If you caught the CBS Sunday Morning story last week about the 21st Century Library, you saw large-scale examples of many of the things libraries can do. Put very simply, libraries provide connections and access to information, opportunities to learn and create, materials for enjoyment, and more.
We’re actively looking for ways to make those connections easier to obtain with no unnecessary barriers to access. Part of our new strategic plan (that should go through City Council soon) is dedicated to just that – looking at the requirements we have for access to our resources and making sure they’re necessary and equitable.
Truly, if you have a problem but you can’t find the resources you need to solve it, try your local library to see what they can connect you to. If your local library can’t connect you to the resources you need, they may be able to find another library or service that can.
As helpful as we are, there are some things libraries cannot do. We cannot tell you what to do with the resources we connect you to and we can’t tell you which path to take when you’re making an important decision.

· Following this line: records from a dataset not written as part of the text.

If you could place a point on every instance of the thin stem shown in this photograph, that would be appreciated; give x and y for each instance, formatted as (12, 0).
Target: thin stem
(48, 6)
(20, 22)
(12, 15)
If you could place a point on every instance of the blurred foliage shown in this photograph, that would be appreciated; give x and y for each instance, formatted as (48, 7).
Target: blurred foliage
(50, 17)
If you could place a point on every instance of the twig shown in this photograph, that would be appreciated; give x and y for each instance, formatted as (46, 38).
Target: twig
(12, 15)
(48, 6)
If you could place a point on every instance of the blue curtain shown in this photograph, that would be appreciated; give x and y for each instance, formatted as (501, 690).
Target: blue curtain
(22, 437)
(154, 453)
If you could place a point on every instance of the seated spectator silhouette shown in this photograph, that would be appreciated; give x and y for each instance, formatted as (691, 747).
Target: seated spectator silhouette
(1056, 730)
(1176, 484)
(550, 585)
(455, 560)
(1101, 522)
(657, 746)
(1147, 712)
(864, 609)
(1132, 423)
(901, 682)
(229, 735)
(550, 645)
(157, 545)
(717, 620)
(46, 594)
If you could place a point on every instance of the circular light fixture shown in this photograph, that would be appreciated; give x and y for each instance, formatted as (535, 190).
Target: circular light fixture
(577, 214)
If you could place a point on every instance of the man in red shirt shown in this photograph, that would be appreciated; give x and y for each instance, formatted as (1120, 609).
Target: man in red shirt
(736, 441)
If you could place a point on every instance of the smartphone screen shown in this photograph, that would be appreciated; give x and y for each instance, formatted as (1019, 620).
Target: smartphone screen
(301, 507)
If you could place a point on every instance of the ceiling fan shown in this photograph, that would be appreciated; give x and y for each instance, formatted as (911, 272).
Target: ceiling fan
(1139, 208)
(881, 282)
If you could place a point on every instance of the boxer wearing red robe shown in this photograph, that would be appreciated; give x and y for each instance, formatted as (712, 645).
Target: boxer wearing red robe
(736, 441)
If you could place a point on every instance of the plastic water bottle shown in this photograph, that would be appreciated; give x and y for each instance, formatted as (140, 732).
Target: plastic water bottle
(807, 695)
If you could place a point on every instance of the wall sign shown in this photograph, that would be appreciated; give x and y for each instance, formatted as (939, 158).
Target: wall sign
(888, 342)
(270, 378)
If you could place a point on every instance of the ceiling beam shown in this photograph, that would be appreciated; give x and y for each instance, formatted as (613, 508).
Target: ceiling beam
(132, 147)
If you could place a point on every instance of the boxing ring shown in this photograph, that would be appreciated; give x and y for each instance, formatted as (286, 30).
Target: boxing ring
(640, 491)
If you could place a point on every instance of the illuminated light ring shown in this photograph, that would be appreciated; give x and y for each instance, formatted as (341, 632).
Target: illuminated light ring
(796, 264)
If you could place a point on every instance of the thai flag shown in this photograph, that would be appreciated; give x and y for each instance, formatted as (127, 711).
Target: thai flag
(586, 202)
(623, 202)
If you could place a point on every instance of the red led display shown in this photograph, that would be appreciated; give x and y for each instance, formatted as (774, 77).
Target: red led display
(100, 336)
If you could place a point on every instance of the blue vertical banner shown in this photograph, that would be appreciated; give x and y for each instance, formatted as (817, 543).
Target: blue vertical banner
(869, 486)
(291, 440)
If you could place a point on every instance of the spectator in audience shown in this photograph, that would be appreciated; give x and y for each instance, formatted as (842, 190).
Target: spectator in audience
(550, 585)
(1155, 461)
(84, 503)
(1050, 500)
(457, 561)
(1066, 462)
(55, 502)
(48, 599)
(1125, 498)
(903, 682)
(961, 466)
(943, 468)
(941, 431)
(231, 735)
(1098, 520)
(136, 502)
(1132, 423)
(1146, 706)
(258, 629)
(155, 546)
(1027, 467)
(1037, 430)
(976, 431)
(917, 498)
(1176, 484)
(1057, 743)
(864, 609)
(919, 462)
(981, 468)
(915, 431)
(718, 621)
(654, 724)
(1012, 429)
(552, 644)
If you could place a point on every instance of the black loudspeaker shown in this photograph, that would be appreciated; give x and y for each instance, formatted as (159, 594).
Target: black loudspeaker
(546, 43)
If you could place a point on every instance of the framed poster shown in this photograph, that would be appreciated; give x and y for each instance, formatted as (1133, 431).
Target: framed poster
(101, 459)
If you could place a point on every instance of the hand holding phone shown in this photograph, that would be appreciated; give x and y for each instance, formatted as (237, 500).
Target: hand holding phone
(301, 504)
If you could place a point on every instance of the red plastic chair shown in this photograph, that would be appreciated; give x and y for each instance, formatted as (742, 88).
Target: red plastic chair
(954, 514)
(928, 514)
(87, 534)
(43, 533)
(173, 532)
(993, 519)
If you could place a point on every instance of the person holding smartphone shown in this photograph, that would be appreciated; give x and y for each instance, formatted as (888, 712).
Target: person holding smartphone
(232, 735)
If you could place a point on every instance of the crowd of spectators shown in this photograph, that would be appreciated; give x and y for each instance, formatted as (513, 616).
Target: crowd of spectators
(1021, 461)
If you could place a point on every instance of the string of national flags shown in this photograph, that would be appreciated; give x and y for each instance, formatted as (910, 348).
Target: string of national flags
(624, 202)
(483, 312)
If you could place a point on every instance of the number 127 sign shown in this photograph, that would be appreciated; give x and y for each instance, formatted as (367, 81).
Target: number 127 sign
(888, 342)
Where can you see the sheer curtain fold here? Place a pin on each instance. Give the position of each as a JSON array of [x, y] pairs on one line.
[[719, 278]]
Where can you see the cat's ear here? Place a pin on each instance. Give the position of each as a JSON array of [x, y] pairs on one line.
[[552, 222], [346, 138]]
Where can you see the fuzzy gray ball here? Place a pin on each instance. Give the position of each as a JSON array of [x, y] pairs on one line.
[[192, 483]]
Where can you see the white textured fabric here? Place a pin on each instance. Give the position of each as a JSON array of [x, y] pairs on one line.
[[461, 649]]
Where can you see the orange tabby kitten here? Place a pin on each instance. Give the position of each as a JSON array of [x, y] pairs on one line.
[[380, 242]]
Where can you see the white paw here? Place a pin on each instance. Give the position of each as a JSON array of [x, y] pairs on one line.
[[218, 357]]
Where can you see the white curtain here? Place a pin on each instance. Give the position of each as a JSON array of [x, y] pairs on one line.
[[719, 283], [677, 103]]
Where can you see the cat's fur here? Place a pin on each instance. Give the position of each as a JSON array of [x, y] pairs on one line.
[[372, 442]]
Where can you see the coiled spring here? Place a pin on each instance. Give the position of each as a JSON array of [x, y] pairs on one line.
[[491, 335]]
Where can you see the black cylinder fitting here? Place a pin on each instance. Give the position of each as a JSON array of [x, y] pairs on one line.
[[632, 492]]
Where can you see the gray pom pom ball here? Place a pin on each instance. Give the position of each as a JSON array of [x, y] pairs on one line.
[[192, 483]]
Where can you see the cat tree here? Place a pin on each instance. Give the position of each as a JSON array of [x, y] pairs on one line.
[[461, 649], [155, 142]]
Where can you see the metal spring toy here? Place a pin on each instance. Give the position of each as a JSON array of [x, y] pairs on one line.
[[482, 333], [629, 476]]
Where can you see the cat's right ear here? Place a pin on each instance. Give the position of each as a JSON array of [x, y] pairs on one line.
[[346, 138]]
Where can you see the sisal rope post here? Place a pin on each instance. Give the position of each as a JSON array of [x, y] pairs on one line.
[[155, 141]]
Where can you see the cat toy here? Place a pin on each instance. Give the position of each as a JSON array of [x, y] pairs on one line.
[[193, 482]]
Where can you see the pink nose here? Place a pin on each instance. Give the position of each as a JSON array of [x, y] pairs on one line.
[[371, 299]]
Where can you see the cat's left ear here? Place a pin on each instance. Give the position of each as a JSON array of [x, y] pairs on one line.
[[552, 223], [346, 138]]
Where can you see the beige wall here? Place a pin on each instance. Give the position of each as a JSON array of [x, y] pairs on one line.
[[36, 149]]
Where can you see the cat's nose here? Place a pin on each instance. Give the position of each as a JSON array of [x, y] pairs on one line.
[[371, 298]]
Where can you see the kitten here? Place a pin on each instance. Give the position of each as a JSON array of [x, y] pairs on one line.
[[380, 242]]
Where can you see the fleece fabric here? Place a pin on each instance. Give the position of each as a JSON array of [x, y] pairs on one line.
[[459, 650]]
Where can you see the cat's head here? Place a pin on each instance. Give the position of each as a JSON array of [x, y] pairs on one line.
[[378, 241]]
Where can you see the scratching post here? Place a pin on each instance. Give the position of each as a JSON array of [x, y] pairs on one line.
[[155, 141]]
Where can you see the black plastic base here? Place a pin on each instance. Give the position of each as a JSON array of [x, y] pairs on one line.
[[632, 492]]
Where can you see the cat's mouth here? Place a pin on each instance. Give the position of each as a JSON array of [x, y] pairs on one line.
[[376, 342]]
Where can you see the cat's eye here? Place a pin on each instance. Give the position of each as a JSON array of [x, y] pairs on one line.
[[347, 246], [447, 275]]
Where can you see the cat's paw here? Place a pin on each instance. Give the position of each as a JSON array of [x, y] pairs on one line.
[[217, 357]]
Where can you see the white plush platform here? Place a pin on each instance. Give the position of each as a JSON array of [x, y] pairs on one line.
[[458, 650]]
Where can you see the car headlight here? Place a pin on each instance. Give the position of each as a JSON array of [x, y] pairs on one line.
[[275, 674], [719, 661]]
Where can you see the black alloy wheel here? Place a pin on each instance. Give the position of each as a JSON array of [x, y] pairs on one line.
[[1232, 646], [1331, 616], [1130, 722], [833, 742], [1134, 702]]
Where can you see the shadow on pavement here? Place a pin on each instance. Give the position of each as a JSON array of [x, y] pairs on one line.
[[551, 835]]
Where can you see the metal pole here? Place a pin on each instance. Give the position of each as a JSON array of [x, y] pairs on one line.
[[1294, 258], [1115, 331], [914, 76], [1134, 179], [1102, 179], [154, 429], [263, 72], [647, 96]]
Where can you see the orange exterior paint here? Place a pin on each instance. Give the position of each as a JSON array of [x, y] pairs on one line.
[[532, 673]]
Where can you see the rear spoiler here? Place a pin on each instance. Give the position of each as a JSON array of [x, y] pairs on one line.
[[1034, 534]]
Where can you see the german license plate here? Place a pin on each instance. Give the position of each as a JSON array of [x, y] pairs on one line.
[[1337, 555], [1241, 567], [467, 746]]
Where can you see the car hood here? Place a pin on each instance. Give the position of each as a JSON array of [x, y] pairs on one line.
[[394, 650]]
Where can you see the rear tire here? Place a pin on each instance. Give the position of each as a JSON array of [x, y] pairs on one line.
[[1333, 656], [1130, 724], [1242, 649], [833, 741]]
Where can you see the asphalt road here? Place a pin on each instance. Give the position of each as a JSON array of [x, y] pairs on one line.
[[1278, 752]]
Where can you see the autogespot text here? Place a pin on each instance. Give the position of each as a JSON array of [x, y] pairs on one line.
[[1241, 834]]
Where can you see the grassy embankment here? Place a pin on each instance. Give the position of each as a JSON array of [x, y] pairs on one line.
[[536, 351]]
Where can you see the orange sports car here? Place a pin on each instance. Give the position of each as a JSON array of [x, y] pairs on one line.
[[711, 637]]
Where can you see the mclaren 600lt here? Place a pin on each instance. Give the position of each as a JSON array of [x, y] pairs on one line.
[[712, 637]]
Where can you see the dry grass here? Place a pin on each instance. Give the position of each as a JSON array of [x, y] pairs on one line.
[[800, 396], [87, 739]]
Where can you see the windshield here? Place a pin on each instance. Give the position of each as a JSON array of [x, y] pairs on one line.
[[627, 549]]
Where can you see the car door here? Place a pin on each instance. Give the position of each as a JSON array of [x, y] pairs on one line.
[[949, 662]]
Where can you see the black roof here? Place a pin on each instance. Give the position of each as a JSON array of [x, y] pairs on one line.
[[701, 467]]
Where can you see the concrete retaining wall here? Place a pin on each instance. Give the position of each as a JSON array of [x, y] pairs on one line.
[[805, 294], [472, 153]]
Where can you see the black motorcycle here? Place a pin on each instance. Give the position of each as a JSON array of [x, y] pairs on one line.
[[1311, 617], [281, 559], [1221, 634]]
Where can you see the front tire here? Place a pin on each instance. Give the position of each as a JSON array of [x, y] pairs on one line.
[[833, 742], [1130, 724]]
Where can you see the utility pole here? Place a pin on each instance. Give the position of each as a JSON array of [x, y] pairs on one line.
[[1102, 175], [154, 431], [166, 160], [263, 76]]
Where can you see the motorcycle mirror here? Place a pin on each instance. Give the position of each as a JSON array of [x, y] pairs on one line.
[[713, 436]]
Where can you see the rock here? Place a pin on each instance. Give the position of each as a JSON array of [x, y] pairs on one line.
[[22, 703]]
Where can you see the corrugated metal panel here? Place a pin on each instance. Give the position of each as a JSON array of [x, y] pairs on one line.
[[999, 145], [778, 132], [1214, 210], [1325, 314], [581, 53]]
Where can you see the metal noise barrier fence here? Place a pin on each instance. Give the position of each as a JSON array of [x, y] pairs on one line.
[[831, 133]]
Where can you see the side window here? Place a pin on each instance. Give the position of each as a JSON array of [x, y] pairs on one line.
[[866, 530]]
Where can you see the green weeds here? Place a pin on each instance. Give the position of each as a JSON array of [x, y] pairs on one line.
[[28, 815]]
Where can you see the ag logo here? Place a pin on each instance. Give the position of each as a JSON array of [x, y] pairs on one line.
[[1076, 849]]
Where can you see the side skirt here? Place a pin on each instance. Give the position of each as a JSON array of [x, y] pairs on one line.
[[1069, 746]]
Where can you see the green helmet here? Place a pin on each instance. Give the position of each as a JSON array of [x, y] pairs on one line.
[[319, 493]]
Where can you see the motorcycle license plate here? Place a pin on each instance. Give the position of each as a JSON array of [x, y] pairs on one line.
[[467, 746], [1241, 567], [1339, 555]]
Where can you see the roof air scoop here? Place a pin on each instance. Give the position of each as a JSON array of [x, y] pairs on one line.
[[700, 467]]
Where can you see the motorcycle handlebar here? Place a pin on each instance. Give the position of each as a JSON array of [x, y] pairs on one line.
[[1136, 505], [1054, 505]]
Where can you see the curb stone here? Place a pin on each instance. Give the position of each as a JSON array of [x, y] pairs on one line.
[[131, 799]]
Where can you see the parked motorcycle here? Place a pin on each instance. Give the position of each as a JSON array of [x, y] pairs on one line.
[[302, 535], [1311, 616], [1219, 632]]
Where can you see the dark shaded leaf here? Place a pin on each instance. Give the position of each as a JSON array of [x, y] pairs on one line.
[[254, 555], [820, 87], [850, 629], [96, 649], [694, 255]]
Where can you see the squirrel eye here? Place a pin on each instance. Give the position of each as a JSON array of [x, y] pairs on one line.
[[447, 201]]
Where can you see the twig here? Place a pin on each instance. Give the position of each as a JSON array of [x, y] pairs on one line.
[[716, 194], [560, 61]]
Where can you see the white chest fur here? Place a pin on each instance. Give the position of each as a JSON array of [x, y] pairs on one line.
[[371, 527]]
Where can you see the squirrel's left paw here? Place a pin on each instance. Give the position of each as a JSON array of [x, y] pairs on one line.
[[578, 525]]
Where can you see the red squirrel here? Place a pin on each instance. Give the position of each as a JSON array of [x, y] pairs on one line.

We can show you the laws of Pryor, Mayes County, Oklahoma, and beyond, but we can’t give you any legal advice about those laws. We can help you understand what a particular medical diagnosis means through our health resources, but we can’t give you advice about what you should do with that diagnosis. When you want to do a deep dive into American history, we’ll help you navigate, but we can’t tell you what to think about the things you learn.
Mostly, we can’t do those things because they’re beyond our training – we’re not lawyers, doctors, etc., – but also you know yourself and your needs much better than we do. That makes you the most qualified advice-giver for your situation.